Por Eduardo Navarro González

El pasado 5 de febrero en sus diarias como acostumbradas conferencias de prensa matutinas, el presidente de México, Andrés Manuel López Obrador, cedió la palabra a Alejandro Encinas,  Subsecretario de Derechos Humanos dependiente de la Secretaría de Gobernación, para mencionar una frase lapidaria: México es una enorme fosa clandestina…

Esto porque la administración lopezobradorista recibió un saldo de 40 mil personas desaparecidas, un mil 100 fosas clandestinas y 26 mil cuerpos sin identificar, entre otras calamidades en la procuración de justicia porque, lo citò Encinas, si bien hay avances en la actualización de leyes en la materia, simple y llanamente no se aplican. Hay (o hubo), dijo, sólo “simulación”…
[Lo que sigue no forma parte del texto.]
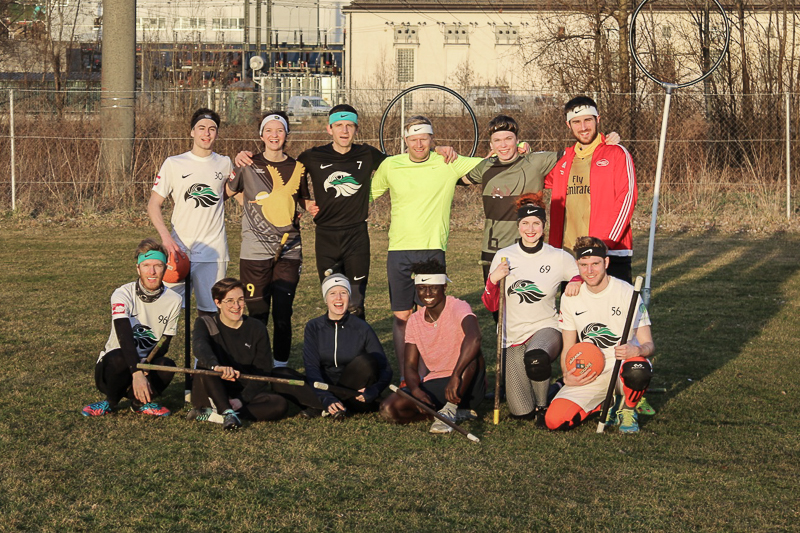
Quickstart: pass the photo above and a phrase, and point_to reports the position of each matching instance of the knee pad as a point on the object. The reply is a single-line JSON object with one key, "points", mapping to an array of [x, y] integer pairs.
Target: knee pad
{"points": [[537, 365], [636, 375]]}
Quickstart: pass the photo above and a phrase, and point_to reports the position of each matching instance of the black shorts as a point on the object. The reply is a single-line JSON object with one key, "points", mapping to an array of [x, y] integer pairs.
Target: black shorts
{"points": [[402, 292], [346, 251], [471, 400]]}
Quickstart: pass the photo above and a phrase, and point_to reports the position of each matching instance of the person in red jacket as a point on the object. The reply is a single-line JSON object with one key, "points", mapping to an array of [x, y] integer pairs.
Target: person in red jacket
{"points": [[594, 190]]}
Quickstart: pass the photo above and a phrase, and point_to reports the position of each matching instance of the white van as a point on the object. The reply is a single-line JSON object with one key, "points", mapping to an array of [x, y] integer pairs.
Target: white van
{"points": [[307, 106]]}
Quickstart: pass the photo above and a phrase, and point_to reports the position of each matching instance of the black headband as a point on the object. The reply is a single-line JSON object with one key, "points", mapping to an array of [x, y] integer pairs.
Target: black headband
{"points": [[209, 116], [597, 251], [531, 210]]}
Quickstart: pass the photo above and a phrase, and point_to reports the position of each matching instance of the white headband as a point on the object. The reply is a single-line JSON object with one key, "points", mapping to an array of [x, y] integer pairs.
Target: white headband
{"points": [[582, 110], [272, 117], [335, 280], [419, 128], [431, 279]]}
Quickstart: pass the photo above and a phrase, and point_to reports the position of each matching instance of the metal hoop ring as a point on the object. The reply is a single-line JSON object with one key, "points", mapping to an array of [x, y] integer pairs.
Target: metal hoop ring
{"points": [[441, 88], [714, 67]]}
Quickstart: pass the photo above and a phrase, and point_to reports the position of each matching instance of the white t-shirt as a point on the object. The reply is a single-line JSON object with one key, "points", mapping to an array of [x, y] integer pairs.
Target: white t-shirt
{"points": [[600, 319], [149, 321], [197, 186], [531, 288]]}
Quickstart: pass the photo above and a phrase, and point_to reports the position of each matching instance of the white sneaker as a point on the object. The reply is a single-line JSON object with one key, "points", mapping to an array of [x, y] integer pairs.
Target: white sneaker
{"points": [[465, 414], [449, 412]]}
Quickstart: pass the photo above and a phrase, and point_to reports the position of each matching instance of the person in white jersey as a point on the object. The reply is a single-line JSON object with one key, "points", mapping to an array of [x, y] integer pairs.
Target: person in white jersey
{"points": [[195, 180]]}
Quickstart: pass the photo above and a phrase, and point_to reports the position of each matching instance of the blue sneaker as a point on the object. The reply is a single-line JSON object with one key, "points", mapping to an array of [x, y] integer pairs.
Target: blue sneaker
{"points": [[152, 409], [628, 421], [96, 409]]}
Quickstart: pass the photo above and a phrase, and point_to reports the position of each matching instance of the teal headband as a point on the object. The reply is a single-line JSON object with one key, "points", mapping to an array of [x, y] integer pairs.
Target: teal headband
{"points": [[343, 115], [152, 254]]}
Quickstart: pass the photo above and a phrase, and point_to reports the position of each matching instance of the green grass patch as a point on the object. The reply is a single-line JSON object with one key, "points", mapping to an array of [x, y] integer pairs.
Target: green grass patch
{"points": [[721, 454]]}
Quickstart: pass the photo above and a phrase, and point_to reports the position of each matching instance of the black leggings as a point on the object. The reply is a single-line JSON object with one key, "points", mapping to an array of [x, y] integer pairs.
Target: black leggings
{"points": [[269, 284], [263, 406], [359, 373], [113, 377]]}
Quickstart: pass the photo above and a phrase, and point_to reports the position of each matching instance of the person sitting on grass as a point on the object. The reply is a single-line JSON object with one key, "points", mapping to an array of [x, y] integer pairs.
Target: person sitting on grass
{"points": [[142, 313], [443, 335], [341, 349], [234, 344], [597, 315]]}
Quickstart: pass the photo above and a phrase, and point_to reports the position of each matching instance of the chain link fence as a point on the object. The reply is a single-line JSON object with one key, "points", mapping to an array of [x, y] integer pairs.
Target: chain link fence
{"points": [[722, 151]]}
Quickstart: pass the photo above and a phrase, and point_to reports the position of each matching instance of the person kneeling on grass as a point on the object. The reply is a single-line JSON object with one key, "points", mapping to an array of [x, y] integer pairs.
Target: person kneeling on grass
{"points": [[599, 312], [142, 313], [443, 335], [234, 344], [341, 349]]}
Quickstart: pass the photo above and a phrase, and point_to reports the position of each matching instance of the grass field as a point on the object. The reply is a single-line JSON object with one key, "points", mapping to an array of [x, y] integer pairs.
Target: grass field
{"points": [[721, 454]]}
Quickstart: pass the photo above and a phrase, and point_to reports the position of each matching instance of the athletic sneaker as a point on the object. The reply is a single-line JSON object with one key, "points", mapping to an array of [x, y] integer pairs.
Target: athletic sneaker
{"points": [[199, 414], [628, 421], [541, 411], [465, 414], [96, 409], [231, 421], [152, 409], [449, 412], [611, 417], [644, 408]]}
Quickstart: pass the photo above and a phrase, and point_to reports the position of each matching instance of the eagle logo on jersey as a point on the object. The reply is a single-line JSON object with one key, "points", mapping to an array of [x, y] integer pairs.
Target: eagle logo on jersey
{"points": [[202, 194], [600, 335], [344, 183], [143, 337], [526, 290]]}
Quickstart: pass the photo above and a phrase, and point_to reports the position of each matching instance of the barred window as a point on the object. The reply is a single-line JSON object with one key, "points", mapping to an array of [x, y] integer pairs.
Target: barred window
{"points": [[406, 34], [404, 57]]}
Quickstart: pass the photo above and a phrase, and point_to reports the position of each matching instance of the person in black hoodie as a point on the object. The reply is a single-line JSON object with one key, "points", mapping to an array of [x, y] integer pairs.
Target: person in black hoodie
{"points": [[234, 344], [341, 349]]}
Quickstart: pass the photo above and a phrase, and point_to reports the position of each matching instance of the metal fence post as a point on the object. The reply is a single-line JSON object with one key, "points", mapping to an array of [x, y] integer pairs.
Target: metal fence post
{"points": [[788, 159], [13, 149]]}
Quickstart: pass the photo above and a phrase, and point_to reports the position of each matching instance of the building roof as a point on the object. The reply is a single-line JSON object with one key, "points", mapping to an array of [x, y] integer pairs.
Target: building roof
{"points": [[503, 6]]}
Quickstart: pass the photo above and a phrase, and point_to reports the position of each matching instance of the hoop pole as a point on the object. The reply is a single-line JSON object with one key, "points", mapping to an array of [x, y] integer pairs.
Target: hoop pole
{"points": [[788, 160], [656, 191]]}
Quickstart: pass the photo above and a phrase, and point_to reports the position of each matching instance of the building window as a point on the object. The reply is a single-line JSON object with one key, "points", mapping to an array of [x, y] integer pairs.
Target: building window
{"points": [[404, 57], [455, 34], [190, 23], [406, 34], [151, 23], [506, 34], [227, 24]]}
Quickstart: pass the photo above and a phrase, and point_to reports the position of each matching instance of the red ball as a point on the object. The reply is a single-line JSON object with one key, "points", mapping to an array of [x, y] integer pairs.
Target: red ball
{"points": [[177, 267], [585, 357]]}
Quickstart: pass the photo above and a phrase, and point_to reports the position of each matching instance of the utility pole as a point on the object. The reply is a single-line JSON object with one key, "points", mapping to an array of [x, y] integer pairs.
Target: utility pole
{"points": [[117, 97]]}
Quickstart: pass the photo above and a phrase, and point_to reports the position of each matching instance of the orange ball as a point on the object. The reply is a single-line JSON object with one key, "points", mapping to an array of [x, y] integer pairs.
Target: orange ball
{"points": [[585, 357], [177, 267]]}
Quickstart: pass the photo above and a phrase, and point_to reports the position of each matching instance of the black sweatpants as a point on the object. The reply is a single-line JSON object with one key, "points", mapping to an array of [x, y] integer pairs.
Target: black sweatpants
{"points": [[114, 379], [359, 373], [346, 251]]}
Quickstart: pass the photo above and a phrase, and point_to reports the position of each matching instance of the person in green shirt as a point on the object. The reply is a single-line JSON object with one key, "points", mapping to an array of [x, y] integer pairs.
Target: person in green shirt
{"points": [[421, 185]]}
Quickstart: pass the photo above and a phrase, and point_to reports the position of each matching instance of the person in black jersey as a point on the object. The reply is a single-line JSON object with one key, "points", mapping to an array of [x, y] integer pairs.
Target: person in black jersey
{"points": [[340, 174], [234, 344]]}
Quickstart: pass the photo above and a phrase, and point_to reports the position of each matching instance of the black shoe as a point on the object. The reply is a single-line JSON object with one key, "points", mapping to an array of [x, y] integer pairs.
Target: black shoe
{"points": [[311, 412]]}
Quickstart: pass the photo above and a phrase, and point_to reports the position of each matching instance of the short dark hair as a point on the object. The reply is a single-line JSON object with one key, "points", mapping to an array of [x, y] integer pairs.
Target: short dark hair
{"points": [[281, 114], [198, 116], [591, 242], [221, 288], [431, 266], [503, 123], [343, 108], [577, 102], [149, 244]]}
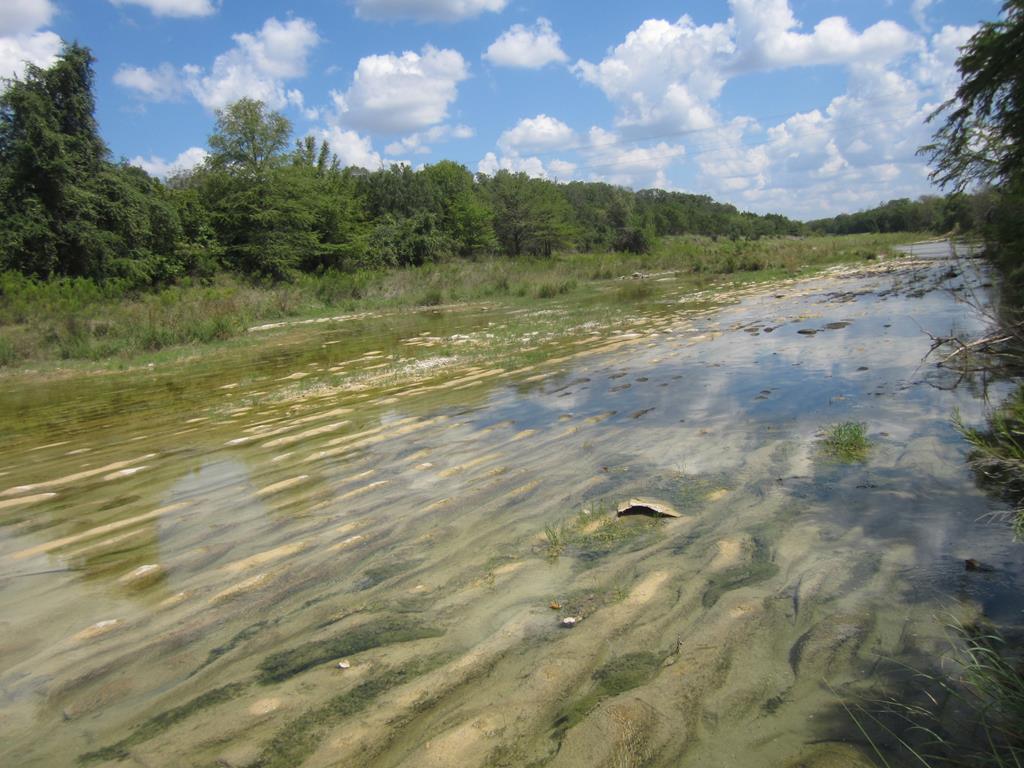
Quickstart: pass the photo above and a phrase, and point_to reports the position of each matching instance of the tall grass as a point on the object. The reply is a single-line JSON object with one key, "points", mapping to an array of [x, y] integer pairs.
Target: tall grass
{"points": [[997, 455], [969, 715], [76, 318], [846, 441]]}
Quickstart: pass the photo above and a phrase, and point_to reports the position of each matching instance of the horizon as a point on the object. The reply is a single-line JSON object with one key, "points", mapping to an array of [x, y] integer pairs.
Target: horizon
{"points": [[772, 107]]}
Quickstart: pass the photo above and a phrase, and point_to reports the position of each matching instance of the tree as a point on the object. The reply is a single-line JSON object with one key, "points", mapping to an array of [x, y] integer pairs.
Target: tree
{"points": [[248, 140], [982, 139], [65, 208]]}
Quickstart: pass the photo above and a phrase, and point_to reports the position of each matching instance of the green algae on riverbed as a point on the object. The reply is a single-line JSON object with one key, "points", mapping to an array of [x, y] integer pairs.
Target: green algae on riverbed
{"points": [[410, 538]]}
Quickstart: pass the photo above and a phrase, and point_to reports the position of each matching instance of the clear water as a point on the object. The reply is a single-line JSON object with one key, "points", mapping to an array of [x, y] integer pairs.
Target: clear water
{"points": [[186, 555]]}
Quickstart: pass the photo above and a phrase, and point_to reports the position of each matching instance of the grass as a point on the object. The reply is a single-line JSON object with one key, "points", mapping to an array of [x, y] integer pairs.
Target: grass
{"points": [[79, 320], [971, 716], [997, 455], [846, 441]]}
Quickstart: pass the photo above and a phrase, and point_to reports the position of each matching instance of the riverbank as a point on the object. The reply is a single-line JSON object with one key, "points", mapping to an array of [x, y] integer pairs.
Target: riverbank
{"points": [[189, 554], [82, 326]]}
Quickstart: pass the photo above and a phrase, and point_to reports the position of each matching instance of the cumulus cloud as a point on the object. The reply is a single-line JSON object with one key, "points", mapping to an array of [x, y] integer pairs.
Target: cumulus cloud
{"points": [[351, 148], [400, 94], [177, 8], [23, 16], [20, 39], [619, 162], [40, 48], [157, 166], [161, 84], [919, 9], [767, 38], [426, 10], [537, 134], [937, 65], [528, 48], [418, 142], [665, 74], [257, 68], [531, 166]]}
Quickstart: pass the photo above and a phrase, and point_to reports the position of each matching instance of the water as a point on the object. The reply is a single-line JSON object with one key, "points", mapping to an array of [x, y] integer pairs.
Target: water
{"points": [[186, 554]]}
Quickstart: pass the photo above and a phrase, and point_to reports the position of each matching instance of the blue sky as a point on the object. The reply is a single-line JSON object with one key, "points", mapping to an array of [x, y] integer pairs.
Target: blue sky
{"points": [[807, 108]]}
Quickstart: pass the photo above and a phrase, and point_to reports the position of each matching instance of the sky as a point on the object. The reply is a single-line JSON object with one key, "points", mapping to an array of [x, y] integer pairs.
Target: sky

También México es lugar de cientos de miles de asesinatos, ejecuciones que a lo largo de las décadas se han consumado impunemente poniendo de luto casi cualquier comunidad mexicana sin que existan componentes que permita a la sociedad en general admitir, siquiera, que esos dolorosos índices delictivos van a la baja. Al contrario, hay que tener presente que las causas de muertes y desapariciones son producto del crimen organizado cuya dimensión, sinceramente, no creo que ningún país del mundo –por sí solo– pueda abatirlo por extensión y modus operandi internacional.

Entonces y con un poco de sentido común sin restarle mérito a la intención del presidente López Obrador, ¿de dónde podremos los mexicanos sacar conclusión satisfactoria de que con una nueva Constitución Política de los Estados Unidos Mexicanos podría modificarse positivamente este desastre de muertes y desapariciones que ocurren en nuestro territorio…?, si nuestra Carta Magna, las leyes y normas que de la misma derivan no se cumplen a cabalidad, como observó el Subsecretario Encinas al hablar –y muy mal– de lo malo que se ha hecho y lo que se ha dejado de hacer en el caso de las desapariciones de niños, jóvenes y adultos de ambos sexos y diversa posición socio-económica…

Bueno, en tanto debaten y se desgastan los políticos en querer o no “construir” una nueva Carta Magna cuya utilidad es de pronóstico reservado, bien valdría que en casa estemos muy atentos a lo que hacen y con quienes se reúnen nuestros seres queridos de todas las edades y sexo porque si la muerte violenta de alguien es profundamente dolorosa, igual debe ser la desaparición de personas como cada mes se informa de casos en la prensa bajacaliforniana que, con suerte divina, luego son “encontradas” porque salieron de su hogar por caprichos, enojos, maltratos, cuestiones sentimentales y hasta ideales absurdos…

Hay que tomar en serio y ya lo he mencionado en esta colaboración por otros motivos: la vida humana en México –en el pasado reciente como en la actualidad– no vale nada y menos cuando sigue pendiente (hay que remarcarlo una y otra vez) que los legisladores federales reformen el Código Nacional de Procedimientos Penales para que quienes son capturados con armas de fuego o explosivos afronten sus procesos en prisión preventiva porque las utilizan sólo para matar, no para hacer uso de ellas en legítima defensa y casos abundan en el día a día a lo largo y ancho de nuestro hermoso país, pero manchado de sangre por aquí, por allá y acullá…¿o no?